Morfa Colliery had a deeply unsettling history. With a series of disasters throughout the 19th century and hundreds of lives lost, it had earned itself the moniker, the Pit of Ghosts.

Huh.

Pit of Hell, more like.

The sweat, the tears, the broken hearts and shattered bones — they were all still down there, caked in thick, choking dust. The Earth didn’t want these miners here, but She didn’t want to give up their bones, either. It was payment. A debt due for allowing men to scavenge black coal out of the dark and silent depths. Tap, tap, tapping away with their pathetic little sticks, blasting great gashes and fractures into the rock with explosives.

Occasionally, the Earth fought back. It could happen at any second. The men knew that with every blow they could be unleashing a wall of death. The Earth was merciless. She took life after life, both underground and in the respiratory ward of the local hospital, where men gasped and choked their last breath, their lungs filled with cancer and black dust.

Then, the Earth started to claim more lives — a higher and higher payment for the black and gold riches men ripped from the darkness. The Pit of Ghosts earned its grisly name time and time again. Four men killed in 1858. A further forty in 1863. Another twenty-nine souls consigned to the ever-dark hell in 1870. Then eighty-nine men killed in the explosion of 1890, despite warnings from the pit workers just days before. The mine wasn’t safe, damn it. The men weren’t safe. You need to get them out of there, now!

Warnings were ignored. So the men died, the dust choking their lungs, the mountain’s intestines crushing their bones.

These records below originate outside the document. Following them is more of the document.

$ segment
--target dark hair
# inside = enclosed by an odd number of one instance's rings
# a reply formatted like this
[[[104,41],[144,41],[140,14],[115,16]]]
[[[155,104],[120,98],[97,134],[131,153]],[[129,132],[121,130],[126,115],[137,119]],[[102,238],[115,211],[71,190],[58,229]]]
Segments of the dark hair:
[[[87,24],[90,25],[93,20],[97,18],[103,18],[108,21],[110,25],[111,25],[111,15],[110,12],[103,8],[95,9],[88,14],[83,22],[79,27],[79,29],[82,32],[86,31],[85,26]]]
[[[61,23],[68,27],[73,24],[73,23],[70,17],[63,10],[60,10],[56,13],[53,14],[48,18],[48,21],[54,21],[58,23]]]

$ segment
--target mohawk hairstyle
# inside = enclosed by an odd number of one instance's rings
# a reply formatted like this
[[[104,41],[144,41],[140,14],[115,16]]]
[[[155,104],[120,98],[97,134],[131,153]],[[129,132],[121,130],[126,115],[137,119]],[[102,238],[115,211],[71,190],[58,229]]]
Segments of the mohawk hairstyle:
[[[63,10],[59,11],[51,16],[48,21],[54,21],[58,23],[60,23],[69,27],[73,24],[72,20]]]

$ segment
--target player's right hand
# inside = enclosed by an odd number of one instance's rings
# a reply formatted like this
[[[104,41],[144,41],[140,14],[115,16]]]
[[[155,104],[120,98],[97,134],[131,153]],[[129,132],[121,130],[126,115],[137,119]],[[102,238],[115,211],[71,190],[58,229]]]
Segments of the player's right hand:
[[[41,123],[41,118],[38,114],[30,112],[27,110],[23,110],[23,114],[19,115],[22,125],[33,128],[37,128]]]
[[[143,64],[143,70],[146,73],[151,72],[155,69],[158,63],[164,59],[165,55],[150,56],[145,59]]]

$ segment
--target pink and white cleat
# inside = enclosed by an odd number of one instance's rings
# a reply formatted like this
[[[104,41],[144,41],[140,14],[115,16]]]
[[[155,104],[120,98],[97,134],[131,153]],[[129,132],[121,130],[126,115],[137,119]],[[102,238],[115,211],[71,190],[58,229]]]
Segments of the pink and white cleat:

Pockets of lethal gas ignited into roaring infernos that were over in a heartbeat and left nothing but scorched earth behind. The fire back-drafted down the tunnels and spewed up and out of the shafts, venting at the top of the winding pit. The flames enveloped the massive lifting wheel at the top, bringing it crashing down. Below ground, poor quality timbers used to shore up the roof crumbled like stale bread and brought thousands of tons of rocks crashing down on the remaining frail, terrified men. Their lives were snuffed out instantly, although those who found shelter from the rockfalls and pit-gas fire died slowly.